Entanglement-redistribution boxes
Andrzej Grudka, Michal Horodecki, Pawel Horodecki, Ryszard Horodecki,, Marco Piani

TL;DR
This paper develops a framework to analyze the classical communication requirements of entanglement redistribution operations like entanglement swapping and explores their potential to facilitate classical communication.
Contribution
It introduces a new framework for studying the communication costs of entanglement-redistribution primitives and compares their capabilities to established quantum protocols.
Findings
Entanglement swapping requires more communication than it can transmit.
Entanglement swapping is less effective for signaling than quantum teleportation.

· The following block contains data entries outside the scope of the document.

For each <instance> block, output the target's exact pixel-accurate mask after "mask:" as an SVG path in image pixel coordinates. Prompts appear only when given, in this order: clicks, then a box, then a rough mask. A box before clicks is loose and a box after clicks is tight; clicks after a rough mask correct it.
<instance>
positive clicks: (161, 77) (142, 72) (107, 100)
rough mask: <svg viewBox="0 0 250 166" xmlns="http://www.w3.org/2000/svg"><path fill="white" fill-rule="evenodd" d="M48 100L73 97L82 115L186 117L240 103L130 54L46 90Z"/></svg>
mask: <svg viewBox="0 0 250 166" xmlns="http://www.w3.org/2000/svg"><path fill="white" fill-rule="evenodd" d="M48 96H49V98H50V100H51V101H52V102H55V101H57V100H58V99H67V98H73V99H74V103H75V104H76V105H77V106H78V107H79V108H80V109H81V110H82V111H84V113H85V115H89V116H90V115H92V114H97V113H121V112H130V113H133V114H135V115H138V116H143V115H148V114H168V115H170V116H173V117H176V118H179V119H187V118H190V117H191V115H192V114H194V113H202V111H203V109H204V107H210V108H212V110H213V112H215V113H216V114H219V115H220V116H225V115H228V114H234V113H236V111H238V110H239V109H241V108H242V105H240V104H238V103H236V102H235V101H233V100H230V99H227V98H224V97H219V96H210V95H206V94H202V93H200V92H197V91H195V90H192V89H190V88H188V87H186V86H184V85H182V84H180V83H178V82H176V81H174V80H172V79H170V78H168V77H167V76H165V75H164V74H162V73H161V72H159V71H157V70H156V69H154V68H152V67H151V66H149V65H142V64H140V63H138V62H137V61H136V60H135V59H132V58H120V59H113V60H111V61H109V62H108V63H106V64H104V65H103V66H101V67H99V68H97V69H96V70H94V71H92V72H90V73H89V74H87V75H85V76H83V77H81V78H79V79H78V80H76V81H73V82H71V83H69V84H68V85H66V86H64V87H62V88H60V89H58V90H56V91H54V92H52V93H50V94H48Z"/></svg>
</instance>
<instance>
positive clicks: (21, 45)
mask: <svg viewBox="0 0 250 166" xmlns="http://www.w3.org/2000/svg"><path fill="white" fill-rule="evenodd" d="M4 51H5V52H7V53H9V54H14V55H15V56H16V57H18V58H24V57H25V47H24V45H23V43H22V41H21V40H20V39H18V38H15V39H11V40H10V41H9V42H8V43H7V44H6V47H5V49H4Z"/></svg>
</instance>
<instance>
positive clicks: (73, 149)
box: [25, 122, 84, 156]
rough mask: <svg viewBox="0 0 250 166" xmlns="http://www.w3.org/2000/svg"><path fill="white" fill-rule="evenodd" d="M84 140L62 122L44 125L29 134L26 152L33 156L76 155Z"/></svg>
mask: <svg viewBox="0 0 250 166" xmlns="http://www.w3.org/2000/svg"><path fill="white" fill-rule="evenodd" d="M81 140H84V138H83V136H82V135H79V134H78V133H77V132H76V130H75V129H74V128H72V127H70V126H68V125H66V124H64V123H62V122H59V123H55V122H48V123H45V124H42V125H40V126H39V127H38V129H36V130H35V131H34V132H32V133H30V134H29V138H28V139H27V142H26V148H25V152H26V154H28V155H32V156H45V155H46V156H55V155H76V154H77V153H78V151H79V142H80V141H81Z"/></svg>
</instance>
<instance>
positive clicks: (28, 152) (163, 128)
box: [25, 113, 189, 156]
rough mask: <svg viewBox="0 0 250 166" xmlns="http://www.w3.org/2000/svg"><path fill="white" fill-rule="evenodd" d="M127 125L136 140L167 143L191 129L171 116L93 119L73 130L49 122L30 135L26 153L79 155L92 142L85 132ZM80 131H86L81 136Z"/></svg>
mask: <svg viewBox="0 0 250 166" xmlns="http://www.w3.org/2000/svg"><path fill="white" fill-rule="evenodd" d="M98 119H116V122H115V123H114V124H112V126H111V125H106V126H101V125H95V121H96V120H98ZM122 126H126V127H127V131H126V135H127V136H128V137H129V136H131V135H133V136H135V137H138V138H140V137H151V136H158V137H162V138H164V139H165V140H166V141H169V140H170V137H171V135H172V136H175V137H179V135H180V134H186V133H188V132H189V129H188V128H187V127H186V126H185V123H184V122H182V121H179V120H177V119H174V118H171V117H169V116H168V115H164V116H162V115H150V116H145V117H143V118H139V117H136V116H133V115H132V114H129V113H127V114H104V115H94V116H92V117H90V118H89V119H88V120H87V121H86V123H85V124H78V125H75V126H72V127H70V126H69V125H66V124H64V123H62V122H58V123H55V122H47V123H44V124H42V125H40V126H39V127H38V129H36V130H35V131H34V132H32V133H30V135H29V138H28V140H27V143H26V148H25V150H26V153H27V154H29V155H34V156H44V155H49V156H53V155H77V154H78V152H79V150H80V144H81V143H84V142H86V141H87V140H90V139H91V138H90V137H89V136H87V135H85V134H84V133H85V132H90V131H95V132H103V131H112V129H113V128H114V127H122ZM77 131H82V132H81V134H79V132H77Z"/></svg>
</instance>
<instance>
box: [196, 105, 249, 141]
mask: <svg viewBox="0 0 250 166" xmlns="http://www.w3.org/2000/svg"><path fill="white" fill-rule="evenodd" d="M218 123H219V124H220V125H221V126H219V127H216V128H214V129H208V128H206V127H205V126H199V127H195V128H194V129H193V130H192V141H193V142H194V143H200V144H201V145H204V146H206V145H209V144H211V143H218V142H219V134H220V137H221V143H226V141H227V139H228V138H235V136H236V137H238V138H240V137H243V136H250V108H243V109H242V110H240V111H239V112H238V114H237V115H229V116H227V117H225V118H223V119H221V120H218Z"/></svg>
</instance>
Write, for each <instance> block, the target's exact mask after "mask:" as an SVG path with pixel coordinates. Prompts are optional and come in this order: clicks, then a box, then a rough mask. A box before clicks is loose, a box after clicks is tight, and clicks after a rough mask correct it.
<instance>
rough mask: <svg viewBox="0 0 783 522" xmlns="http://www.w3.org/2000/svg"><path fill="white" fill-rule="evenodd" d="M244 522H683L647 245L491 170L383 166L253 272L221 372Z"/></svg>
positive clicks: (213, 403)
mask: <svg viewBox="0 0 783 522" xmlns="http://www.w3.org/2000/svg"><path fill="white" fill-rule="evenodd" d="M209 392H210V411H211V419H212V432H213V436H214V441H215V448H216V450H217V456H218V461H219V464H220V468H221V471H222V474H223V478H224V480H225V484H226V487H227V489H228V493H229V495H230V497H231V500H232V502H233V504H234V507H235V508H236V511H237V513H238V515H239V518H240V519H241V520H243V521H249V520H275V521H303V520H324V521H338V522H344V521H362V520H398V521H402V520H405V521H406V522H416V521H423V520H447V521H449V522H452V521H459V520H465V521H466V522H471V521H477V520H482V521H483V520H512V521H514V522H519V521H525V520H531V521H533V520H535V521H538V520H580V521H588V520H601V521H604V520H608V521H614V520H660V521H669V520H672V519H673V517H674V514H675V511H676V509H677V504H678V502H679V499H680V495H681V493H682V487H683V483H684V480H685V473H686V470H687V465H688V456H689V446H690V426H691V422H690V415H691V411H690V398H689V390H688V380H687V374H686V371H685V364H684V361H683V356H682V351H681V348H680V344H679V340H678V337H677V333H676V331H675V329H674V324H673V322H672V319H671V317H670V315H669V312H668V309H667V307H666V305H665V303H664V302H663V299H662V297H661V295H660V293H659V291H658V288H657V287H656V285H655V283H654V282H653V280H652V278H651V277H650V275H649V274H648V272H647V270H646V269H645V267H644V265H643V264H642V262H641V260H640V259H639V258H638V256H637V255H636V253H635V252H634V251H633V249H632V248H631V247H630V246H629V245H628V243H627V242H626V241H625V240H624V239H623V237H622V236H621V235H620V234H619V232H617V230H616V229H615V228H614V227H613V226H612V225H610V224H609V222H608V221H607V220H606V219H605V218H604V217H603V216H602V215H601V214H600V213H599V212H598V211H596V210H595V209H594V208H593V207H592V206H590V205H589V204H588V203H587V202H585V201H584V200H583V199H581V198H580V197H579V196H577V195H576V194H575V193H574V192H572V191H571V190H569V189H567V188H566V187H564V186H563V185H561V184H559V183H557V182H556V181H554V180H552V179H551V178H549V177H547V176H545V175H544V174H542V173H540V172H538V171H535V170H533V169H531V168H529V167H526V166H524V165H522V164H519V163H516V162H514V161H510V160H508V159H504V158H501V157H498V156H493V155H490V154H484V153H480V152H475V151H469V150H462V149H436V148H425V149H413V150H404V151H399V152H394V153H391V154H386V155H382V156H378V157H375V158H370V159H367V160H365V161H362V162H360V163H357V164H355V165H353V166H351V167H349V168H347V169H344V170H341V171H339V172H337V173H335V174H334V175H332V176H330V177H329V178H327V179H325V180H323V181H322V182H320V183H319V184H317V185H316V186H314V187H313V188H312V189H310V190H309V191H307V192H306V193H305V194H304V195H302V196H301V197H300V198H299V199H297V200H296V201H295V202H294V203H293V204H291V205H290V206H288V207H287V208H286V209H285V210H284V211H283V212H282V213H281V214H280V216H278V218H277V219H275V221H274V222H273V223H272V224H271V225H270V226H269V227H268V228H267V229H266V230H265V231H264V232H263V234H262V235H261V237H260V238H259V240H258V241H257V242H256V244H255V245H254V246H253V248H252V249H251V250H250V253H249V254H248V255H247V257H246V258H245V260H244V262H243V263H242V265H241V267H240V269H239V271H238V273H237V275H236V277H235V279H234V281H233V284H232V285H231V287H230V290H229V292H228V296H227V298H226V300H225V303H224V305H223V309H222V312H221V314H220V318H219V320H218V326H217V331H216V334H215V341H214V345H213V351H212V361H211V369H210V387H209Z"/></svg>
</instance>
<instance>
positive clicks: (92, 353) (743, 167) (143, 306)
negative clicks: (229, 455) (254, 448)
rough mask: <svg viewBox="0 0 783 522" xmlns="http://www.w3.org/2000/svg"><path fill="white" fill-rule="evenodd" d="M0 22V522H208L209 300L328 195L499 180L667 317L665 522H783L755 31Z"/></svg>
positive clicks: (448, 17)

The framework clarifies the resource costs of entanglement redistribution operations.
Abstract
We establish a framework to study the classical-communication properties of primitive local operations assisted by classical communication which realize various redistributions of entanglement, like, e.g., entanglement swapping. On the one hand, we analyze what local operations and how much classical communication are needed to perform them. On the other hand, we investigate whether and to what extent such primitives can help to establish classical communication when they are used in the form of black boxes available to spatially-separated users. In particular, we find that entanglement swapping costs more communication than it can signal; in this sense, entanglement swapping is a weaker primitive than quantum teleportation.